The Power of Policy Interpretation
Policies do not operate in isolation. They are interpreted, reinforced, and sometimes stretched in everyday practice. Legal language carries weight and consequence, so we really want to get it right. The less risky way to do that is to stay silent. This episode highlights how systems can unintentionally cultivate silence by the way rules are communicated and understood.
Designing Learning Spaces Is a Fiduciary Act
Leadership meetings, professional learning spaces, and decision-making spaces are not neutral. Norms about who can speak, question, or disagree communicate whether learning is truly valued. Clarifying the boundaries of fiduciary duty can help distinguish between responsible public representation and healthy internal dialogue.

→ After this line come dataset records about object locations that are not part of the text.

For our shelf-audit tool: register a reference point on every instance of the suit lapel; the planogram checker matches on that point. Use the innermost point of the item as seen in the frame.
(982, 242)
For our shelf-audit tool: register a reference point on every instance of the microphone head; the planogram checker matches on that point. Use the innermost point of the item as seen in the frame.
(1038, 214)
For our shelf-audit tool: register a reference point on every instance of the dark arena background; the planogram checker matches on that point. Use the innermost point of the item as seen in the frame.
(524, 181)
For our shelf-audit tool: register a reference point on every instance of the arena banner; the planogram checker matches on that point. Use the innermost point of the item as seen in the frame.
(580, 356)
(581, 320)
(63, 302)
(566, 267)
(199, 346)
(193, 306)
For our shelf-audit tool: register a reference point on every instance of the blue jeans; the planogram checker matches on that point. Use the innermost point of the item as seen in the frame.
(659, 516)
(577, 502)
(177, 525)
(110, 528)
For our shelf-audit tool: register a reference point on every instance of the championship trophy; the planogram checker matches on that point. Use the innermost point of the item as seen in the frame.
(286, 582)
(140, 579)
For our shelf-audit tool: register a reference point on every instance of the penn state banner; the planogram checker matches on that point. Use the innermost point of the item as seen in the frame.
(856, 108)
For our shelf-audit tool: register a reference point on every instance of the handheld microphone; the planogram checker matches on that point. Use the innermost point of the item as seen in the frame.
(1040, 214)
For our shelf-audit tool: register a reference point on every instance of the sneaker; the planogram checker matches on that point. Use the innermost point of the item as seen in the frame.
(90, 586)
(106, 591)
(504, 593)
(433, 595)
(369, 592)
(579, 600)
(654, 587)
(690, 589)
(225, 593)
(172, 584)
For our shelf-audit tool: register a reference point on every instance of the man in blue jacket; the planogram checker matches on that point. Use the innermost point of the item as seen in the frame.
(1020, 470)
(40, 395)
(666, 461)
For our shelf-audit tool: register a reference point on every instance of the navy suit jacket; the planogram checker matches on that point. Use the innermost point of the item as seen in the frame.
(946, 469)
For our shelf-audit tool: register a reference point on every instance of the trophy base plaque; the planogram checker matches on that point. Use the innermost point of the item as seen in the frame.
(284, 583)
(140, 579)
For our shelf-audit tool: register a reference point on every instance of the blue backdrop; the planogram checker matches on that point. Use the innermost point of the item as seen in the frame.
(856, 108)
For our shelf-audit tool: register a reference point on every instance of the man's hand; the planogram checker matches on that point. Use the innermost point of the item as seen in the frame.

“Right now… in many spaces, we’re not having those conversations, so the fear just keeps building.”
Key Takeaways
Fiduciary duty, as defined in policy, applies to public representation of the board.
In practice, this duty is sometimes misinterpreted as requiring silence or unquestioning agreement.
Silence in leadership meetings may reflect perceived obligation rather than genuine agreement.
When policy language is overextended, it can unintentionally suppress critical thinking and healthy debate.
Psychological safety is influenced by system design, not just individual behavior.
What You Can Do
Clarify fiduciary duty
Make sure there is a shared and open understanding of fiduciary duty across your organization. Name what it is, what it isn’t and give examples of what it looks like in practice. Be clear that the practice of fiduciary duty is situational and complex. It will require learning and practice over perfection.
Model “not knowing”
Model learning by openly naming something you don’t yet know or are still figuring out before asking others to contribute. For example, say “I don’t have a clear answer yet, and I’m still learning” or “This is something I’m actively working through.”
Slow down responses to mistakes.
Slow down the response when a mistake happens by pausing and asking a clarifying or curious question instead of correcting immediately. For example, ask “Can you walk me through what you were trying to do?” or “What did you notice when this didn’t work?”
Treat mistakes as information, not interruptions.
Treat mistakes as information by explicitly framing them as signals about where learning is still developing, rather than as interruptions to progress. For example, ask “What did this reveal that we didn’t see before?”
Explicitly invite questions.
Invite questions deliberately by saying out loud that questions are expected and by leaving space for people to think before responding.
Reflect on unequal cost of speaking up.
Reflect on the emotional and psychological cost of learning by considering who had to be most visible, uncertain, or vulnerable when you are learning together. For example, ask “Who had to be most visible?” or “Who took the biggest risk?” or “Who stayed quiet?”
🎧 Listen to the full episode to explore why psychological safety is inseparable from fiduciary responsibility in learning spaces.
“If we can better open up those lines of communication rather than trying to throttle them or shut them down altogether, this is where we actually can all grow together and build better organizations and systems.”